I asked if I could sit, and he said yes. 

How about the pain, I wondered? He grimaced. "An 8, it comes and goes, can I get more medicine?" Folks on hospice always want more meds. More morphine, more Vicodin, more Klonopin, more . . . How come we the living well get to decide when and how much? Who makes these laws? I get angry when I see all the suffering that comes with some endings.  The hospice nurse had been called, and we had to wait. 

I asked if I might touch his hand, and he said yes.

The old man is usually not very talkative, but this time was different, and he proceeded to tell me his whole life story. A sad one, filled with many tragedies, and also marked by great resilience in the face of so much adversity. The old man was not able to attend school, but he had spent his life in books, to make up. I got treated to Schopenhauer and Shakespeare, and this from Ella Wheeler Wilcox:

But one by one we must all file on. Through the narrow aisles of pain.

"The young ones, they don't think about it, but one day they too will have to file on". The old man looked at me. And I told him I knew, yes, one day my turn would come also when I would have to file on, through the narrow aisles of pain, I was very aware. The old man seemed to get comfort from knowing that we all got our turn. "Such is life . . . and I wish I could just go to sleep and not wake up."

I asked if I should stay a bit longer, and he said yes.

Serena was playing a good game of tennis. I adjusted the TV so that the old man could have a better look. "Once, I was able to run, and jump like her . . ." 

Friday, September 2, 2011

Future, Past and Present

The majority of my time is spent thinking, worrying about, planning for the future. Another big chunk goes to thoughts about the past, usually regretting, remembering, rehashing, lots of re-(s) . . . Rarely, am I being here, in this moment, open to the whole experience of smell, sight, touch, hearing, tasting, and yes, thinking also.

Ayya Khema says, "We have to learn to actually experience living in the present".

Deafening sound of cars roaring on El Camino freeway, nauseating perfume of woman standing next to me, impatience of waiting for the AT&T store to open so I can get my iPhone fixed, a slight pinch in the lower back, contraction in fingers holding pen, some excitement about writing this post, a mixture of pleasantness and unpleasantness. Being in this present moment.

How do I (we) learn?

Through sustained attention, noticing again and again the mind's tendency to escape into thoughts. And through wise investigation of the suffering that comes attached. Sadness of moments not fully lived, this precious life wasted away, bit by bit. Superfluous, self-created anxiety about imaginary future. Craving for a different experience other than current one, and buried in it the seed of guaranteed unhappiness. 

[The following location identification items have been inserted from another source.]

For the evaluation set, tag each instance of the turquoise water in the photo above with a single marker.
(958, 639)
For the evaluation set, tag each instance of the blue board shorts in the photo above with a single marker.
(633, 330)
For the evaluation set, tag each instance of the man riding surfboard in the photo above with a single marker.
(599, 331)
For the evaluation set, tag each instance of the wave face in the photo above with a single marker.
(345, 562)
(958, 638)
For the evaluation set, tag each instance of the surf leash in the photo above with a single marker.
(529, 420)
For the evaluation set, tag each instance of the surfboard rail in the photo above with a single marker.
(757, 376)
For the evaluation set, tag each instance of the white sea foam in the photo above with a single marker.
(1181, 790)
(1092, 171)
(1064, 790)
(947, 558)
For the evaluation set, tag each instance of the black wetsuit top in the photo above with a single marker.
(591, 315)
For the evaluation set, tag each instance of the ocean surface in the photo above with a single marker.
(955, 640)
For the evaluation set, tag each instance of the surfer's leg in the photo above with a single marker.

Another moment. This time, noticing knots in stomach, bitterness in the mouth, street noise still, lots of it. Annoyance at the woman with the stinky perfume. "When are they going to open? Is it time yet?". Unpleasantness. Being in that present moment.

How about you? Where do you dwell most? In the present? Or do you get lost in thoughts? Do you favor the past, or the future? 

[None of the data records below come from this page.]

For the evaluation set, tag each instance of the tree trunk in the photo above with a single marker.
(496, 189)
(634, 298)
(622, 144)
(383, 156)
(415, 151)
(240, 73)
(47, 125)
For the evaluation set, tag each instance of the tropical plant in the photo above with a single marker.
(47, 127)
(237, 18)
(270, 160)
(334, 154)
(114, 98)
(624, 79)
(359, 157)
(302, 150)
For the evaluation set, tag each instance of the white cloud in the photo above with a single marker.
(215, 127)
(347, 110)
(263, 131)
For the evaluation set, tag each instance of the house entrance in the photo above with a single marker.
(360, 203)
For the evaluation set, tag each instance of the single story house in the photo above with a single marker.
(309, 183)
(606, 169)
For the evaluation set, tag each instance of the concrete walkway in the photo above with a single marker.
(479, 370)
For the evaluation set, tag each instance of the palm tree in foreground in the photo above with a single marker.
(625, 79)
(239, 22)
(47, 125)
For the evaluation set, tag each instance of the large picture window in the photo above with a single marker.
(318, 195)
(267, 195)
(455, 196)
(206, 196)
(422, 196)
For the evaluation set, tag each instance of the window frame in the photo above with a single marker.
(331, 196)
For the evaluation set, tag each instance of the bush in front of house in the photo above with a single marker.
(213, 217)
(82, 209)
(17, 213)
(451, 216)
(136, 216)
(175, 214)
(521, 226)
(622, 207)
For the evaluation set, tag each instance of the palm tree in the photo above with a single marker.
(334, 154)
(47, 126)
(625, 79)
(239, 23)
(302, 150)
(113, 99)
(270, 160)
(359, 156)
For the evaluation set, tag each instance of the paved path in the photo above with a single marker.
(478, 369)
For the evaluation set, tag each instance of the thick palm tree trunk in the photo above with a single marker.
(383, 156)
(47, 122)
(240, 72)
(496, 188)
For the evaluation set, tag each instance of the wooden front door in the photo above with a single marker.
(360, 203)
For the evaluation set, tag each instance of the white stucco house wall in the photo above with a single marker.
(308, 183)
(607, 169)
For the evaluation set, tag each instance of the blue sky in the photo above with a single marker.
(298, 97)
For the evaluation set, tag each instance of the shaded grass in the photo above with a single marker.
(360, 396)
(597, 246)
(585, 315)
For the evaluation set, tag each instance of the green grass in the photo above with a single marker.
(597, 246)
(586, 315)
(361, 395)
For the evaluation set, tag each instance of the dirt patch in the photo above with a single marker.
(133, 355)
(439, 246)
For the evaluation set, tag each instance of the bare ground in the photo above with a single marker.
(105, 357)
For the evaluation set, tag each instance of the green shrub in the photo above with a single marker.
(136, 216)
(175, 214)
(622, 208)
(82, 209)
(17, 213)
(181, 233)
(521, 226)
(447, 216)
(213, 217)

Thursday, September 1, 2011

Creating A Mindful Society

I am gladly spreading the word about the upcoming 'Creating a Mindful Society' conference that will take place in New York on October 1st. The conference is organized by Jon Kabat-Zinn and Saki Santorelli from U Mass Center for Mindfulness,  Mindful.org, and Omega Institute. I had the privilege of spending one week with with Jon and Saki earlier this year for their annual professional retreat at Mount Madonna, and I have great respect and fondness for them both. 

The event is meant to address the spreading impact of mindfulness on many aspects of our culture: business, health care,  education, behavioral health, parenting, government . . . Here are Jon and Saki, giving us a little taste of the conference:




I will not be able to attend, but I will certainly be there in spirit. I hope YOU can make it!